First, different immunological profiles associated with the different clinical prognoses in patients who have had COVID-19 will be identified, which will allow to detect biomarkers able to predict how people with the infection will progress.

Furthermore, different proposals will be developed to make cellular immunotherapies available at different stages of the infection. On the one hand, natural T cells obtained from the sample of patients who have already had COVID-19 will be used to stop the infection. At the same time, specific anti-SARS-CoV-2 chimeric antigen receptors (CAR) will be developed by modifying the patient’s lymphocytes in the laboratory, so they are able to recognise and eliminate the virus.
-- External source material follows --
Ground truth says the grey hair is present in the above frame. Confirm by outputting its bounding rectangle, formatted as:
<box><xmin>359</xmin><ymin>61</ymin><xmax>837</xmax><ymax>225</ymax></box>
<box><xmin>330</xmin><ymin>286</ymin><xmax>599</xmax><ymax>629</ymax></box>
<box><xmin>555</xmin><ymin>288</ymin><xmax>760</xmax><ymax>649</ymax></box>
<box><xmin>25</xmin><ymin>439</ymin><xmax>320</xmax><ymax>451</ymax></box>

Proposals to control the hyper-response through natural regulating T cells or post-manipulation cells will also be developed.

“The collaboration of all the centres involved will make it possible to demonstrate the relevance of T cells in patients’ immune status throughout the disease and to have new therapeutic tools when faced with the lack of anti-SARS-Cov2 treatments available, being able to bring knowledge and tools to other cellular immunotherapies beyond COVID-19” concludes Dr Juan.